Amid growing racial tensions and nationwide protests across the U.S., New York City Mayor Bill de Blasio during his press conference on July 27, 2020, hinted at reconsidering the official seal of New York City. De Blasio was responding to WCBS reporter Rich Lamb’s question about the seal’s relevance in the 21st century.
New York City’s official seal dates to a 1914 city commission that was responsible for choosing a seal and flag for the newly unified five boroughs. The seal depicts a colonial settler or a sailor in pantaloons holding a rope or plummet to be more precise, and a Native American in a loincloth with two eagle feathers and holding a bow, along with flour barrels, beavers, and a windmill reflecting the city’s history as the Dutch colony of New Amsterdam.
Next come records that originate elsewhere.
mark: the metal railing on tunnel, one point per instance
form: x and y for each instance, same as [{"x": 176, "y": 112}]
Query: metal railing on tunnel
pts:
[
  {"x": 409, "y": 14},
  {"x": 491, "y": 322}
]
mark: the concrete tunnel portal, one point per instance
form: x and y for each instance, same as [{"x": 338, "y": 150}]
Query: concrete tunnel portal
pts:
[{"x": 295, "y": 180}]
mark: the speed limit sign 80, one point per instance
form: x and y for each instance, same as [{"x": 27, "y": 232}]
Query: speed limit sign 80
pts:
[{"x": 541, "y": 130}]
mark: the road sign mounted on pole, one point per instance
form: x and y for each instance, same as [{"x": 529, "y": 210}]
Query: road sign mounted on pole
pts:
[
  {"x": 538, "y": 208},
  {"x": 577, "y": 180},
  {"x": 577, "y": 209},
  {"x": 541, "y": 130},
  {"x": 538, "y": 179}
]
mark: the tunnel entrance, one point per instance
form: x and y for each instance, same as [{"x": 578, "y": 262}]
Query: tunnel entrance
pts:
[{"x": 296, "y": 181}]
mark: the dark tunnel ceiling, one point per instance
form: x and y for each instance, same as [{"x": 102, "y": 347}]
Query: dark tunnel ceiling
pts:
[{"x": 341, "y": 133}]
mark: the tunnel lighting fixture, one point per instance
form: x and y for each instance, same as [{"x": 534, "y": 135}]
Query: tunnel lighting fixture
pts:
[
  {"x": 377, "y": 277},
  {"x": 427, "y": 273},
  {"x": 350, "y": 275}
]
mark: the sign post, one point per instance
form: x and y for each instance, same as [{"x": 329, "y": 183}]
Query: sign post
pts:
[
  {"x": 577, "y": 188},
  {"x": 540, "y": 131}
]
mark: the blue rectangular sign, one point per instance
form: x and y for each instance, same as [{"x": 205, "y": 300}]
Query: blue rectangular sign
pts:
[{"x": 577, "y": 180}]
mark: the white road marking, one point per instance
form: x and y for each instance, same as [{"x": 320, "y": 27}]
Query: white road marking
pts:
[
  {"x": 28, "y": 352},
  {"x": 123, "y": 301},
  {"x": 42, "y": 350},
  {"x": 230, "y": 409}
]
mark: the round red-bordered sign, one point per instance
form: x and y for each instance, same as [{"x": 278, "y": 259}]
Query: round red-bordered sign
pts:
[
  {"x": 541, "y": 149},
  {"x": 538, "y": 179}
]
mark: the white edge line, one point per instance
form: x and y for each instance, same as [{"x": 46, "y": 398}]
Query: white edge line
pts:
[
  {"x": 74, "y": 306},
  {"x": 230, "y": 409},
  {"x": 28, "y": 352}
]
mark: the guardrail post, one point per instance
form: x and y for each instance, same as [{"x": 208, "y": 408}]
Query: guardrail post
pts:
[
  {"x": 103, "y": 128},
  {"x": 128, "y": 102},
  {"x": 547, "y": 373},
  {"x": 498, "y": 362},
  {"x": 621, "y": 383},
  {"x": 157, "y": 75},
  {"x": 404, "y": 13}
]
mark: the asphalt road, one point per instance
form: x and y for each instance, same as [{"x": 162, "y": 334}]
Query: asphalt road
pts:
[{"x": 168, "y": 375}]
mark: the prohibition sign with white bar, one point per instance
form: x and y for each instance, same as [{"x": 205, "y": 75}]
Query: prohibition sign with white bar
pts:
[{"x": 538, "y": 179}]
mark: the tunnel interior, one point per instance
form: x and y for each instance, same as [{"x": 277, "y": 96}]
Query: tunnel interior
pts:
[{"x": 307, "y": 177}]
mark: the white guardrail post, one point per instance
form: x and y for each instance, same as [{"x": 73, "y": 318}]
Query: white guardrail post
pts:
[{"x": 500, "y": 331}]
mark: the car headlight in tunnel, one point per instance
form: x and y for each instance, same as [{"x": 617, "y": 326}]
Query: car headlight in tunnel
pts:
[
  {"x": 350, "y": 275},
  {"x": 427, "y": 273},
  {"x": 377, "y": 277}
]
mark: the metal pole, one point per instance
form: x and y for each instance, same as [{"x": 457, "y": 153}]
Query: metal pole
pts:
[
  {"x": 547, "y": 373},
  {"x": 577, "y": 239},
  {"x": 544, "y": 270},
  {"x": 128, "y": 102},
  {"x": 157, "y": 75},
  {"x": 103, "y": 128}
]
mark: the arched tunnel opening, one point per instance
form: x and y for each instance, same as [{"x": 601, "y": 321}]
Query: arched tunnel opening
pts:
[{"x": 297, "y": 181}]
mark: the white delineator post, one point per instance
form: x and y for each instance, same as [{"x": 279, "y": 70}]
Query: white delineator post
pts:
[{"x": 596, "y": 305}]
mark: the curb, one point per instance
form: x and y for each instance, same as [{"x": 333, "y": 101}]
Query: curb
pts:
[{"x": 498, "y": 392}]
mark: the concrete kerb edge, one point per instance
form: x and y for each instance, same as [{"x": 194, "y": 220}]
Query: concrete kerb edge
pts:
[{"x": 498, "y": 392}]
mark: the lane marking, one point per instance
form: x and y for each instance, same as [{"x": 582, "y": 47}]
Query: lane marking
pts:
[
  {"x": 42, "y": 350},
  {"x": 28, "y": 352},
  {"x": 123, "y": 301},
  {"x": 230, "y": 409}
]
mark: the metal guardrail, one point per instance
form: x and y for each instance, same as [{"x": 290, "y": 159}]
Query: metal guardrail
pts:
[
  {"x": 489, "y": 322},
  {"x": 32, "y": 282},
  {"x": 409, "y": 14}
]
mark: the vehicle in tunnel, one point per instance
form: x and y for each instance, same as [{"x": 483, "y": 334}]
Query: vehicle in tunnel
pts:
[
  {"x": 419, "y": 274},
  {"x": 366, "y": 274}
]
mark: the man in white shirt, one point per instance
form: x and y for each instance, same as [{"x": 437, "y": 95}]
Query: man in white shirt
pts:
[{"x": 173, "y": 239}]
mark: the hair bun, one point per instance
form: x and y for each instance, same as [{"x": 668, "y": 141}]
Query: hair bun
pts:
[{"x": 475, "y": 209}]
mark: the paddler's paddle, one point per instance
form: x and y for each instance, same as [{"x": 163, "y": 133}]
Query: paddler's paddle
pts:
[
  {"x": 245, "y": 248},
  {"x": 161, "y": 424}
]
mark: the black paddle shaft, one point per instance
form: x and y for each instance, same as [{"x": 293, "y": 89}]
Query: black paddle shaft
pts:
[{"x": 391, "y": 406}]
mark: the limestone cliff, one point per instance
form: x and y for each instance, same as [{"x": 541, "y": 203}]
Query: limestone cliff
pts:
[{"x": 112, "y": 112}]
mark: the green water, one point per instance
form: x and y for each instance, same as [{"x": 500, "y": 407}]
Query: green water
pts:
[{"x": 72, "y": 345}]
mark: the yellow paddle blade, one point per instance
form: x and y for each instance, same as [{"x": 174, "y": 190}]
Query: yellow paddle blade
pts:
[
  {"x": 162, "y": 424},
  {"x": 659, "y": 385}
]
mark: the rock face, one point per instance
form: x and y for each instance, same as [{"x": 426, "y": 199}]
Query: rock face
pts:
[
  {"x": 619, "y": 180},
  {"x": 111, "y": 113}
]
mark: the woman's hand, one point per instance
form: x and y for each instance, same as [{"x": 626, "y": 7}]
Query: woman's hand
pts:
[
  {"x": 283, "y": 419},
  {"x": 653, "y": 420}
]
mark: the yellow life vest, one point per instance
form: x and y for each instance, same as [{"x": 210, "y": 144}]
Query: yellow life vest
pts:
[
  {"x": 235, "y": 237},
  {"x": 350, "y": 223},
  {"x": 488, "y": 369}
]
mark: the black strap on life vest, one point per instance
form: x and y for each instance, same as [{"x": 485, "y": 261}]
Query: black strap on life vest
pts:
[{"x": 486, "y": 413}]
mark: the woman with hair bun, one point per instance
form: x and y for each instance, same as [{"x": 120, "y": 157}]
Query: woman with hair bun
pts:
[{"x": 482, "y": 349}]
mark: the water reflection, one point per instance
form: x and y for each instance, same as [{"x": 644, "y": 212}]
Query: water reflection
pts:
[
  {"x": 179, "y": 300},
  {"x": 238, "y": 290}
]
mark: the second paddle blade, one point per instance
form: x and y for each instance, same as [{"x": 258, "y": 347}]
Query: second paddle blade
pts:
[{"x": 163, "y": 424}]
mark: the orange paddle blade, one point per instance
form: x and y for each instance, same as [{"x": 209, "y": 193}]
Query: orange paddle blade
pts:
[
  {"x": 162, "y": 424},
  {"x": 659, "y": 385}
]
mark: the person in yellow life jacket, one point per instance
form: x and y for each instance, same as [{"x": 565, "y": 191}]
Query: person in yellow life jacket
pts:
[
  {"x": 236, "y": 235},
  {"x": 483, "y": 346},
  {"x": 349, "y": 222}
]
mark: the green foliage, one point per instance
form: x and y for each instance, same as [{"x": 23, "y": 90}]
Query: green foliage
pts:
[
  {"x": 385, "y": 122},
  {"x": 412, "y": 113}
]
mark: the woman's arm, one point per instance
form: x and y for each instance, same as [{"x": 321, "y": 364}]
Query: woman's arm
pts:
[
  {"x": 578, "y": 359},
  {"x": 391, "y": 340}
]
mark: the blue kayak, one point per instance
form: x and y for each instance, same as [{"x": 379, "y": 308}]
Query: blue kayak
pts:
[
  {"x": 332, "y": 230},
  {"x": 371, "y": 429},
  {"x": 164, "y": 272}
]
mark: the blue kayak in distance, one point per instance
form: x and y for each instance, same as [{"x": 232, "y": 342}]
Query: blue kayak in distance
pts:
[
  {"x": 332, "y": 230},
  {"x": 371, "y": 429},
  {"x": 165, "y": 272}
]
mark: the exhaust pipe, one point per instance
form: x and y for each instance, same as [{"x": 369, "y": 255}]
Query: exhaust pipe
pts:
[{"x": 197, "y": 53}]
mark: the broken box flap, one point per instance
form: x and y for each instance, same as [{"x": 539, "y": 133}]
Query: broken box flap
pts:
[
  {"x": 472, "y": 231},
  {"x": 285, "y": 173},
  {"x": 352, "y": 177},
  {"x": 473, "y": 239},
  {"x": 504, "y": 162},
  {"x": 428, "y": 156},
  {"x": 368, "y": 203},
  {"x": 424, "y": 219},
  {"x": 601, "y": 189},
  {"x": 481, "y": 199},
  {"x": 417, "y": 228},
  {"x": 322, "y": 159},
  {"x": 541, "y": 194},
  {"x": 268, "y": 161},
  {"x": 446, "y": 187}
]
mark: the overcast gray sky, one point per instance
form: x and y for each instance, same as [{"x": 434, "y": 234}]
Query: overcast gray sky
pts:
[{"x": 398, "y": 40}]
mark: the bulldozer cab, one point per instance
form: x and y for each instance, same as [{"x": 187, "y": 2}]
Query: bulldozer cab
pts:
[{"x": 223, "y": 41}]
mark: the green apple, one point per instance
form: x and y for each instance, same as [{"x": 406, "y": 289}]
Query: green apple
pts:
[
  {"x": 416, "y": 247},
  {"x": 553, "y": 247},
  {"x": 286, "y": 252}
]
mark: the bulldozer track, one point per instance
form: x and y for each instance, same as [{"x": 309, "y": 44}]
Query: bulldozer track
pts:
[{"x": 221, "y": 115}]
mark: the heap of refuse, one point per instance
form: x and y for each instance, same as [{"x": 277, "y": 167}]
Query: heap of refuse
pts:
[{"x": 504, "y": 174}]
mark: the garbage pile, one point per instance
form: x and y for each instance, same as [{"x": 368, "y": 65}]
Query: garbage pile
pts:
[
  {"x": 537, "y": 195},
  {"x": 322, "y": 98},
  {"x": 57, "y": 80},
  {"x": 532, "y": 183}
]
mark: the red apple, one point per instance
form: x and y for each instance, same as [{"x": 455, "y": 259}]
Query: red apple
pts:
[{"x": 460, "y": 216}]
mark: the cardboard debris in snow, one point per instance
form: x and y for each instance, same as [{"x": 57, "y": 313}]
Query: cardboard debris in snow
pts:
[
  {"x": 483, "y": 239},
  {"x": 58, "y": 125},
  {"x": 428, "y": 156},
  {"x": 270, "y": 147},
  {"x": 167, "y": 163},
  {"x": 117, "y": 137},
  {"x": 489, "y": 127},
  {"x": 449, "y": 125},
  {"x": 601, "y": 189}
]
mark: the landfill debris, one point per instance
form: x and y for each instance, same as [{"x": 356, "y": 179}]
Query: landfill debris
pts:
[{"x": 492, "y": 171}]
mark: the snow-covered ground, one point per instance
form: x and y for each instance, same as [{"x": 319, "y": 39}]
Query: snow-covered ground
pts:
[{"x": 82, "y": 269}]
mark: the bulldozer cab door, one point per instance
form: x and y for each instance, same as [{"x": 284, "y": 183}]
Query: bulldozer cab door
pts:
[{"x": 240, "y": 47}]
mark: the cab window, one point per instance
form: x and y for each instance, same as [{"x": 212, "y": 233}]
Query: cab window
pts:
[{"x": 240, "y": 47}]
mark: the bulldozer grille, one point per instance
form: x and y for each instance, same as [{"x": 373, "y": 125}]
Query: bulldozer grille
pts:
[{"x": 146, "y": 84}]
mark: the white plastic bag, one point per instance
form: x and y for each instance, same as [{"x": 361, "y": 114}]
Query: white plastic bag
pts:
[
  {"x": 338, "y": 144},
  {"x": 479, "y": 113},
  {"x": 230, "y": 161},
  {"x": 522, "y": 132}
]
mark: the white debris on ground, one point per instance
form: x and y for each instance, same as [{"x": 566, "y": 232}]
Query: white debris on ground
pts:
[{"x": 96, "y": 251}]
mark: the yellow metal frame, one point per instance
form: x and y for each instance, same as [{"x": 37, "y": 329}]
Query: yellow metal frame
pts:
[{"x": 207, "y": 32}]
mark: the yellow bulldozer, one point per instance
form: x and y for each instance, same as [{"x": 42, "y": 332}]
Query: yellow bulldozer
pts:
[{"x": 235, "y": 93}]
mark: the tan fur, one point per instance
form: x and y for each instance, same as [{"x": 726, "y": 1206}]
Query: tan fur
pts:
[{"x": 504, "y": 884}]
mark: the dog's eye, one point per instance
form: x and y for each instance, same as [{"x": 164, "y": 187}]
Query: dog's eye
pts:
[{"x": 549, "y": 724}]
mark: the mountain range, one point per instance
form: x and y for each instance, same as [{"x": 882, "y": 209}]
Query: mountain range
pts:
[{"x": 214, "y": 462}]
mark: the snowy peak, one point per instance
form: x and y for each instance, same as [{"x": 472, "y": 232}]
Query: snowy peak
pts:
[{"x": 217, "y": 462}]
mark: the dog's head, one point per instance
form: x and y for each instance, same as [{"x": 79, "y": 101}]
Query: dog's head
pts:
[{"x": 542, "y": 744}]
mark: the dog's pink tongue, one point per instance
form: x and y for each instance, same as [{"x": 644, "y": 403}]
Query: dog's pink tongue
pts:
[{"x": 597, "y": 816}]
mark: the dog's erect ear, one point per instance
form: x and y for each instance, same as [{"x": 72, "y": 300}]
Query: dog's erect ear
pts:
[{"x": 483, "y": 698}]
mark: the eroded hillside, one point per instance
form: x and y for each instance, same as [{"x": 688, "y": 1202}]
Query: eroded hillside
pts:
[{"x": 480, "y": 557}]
The city’s Department of Citywide Administrative Services identifies the settler as Dexter and the Native American as Sinister based on their positioning on the seal.
Nationwide protests echoed with the Black Lives Matter movement have emerged following the deaths of Black Americans at the hands of police. These protests have put several historic symbols, including public art, monuments, flags, and statues which carry the legacy of slavery, racism, and colonialism in the U.S., under heavy scrutiny. And now people have started talking more openly about systematic racism and societal bias.
However, there is a difference of opinion among experts over de Blasio’s willingness.
Joe Baker, the executive director of the Lenape Center, is of the opinion that the seal ignores the controversial history of violence and destruction done by the settlers, so it should be changed.
Whereas Robert Snyder, the historian and professor emeritus of American studies at Rutgers University, opposes any alteration to historical artifacts, saying they hold historical significance and allow people to understand their past and the present.
De Blasio, who himself is a strong proponent of the Black Lives Matter movement, has already appointed a commission to reconsider some of the city’s statues with ongoing protests. He has promised in this case to appoint another commission to re-examine the New York City’s seal and decide if it is of any significance to the present situation.